25 Years In, Wassenaar Arrangement’s Mission Remains Critical

During World War I and World War II, technology in wind-up toys was used to engineer self-detonating bombs. In the generations since, technologies have become exponentially more sophisticated. So, too, have their applications. Today, what’s to stop advanced imaging capabilities in a PlayStation from being appropriated for a missile guidance system?

The Wassenaar Arrangement on Export Controls for Conventional Arms and Duel-Use Goods was founded in 1996 to help answer those kinds of questions. As the now-42-nation member pact approaches its 25th anniversary, its work to prevent the misappropriation of “duel-use” technologies—items that can be found in commercial goods but applied for military purposes—is more pertinent than ever.

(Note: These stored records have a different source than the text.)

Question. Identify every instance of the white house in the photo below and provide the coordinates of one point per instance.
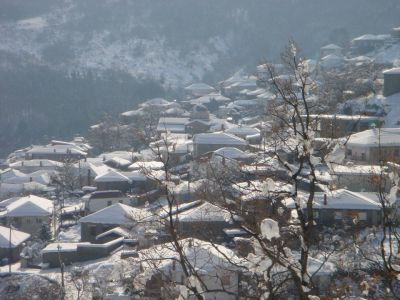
(215, 264)
(199, 89)
(28, 213)
(374, 145)
(207, 142)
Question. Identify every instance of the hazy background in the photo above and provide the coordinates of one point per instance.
(64, 63)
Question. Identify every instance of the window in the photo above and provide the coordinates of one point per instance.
(362, 216)
(225, 280)
(92, 230)
(338, 215)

More than 1,000 technologies are subject to export controls under the Wassenaar Arrangement. The process for identifying controlled items is tedious, and the rules are enforced individually by member nations. But the multilateral approach is more effective than country’s going it alone, and the stability, peace and certainty it creates is good for businesses.

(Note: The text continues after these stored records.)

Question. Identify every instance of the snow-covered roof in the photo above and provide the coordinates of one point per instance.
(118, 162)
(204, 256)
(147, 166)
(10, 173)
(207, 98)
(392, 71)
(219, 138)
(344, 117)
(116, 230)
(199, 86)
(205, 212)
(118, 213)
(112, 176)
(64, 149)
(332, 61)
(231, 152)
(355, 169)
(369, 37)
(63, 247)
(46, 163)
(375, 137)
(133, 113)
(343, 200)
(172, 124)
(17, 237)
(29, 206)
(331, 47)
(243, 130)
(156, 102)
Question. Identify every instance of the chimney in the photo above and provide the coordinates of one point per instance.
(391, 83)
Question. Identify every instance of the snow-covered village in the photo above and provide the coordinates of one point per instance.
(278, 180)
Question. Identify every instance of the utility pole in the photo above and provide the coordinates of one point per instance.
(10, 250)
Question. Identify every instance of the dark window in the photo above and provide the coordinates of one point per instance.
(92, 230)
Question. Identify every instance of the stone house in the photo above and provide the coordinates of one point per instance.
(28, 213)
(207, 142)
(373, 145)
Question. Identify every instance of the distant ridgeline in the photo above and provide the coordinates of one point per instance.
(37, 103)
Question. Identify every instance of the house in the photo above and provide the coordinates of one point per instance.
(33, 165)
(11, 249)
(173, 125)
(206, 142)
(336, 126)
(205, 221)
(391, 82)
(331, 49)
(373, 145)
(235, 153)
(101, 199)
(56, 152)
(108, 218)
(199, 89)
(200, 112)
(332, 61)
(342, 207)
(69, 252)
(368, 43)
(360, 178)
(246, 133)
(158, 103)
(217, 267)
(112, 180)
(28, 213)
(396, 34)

As I explain in my latest Forbes column, strategic trade control does not exist in a vacuum, nor does it alone stop proliferation. It does build trust, security, and stability among partners; reduce costs; and limit damages without impeding legitimate trade.

The United States has adopted many such export control laws dating back to World War II. As recently as this year it has issued rules based on the guidance of the Wassenaar Arrangement.

As duel-use technologies become more complex and commonplace, multilateral, bottom-up export controls are becoming increasingly critical to global national security. The Wassenaar Arrangement’s mission, and countries’ participation, is as relevant today as it was 25 years ago.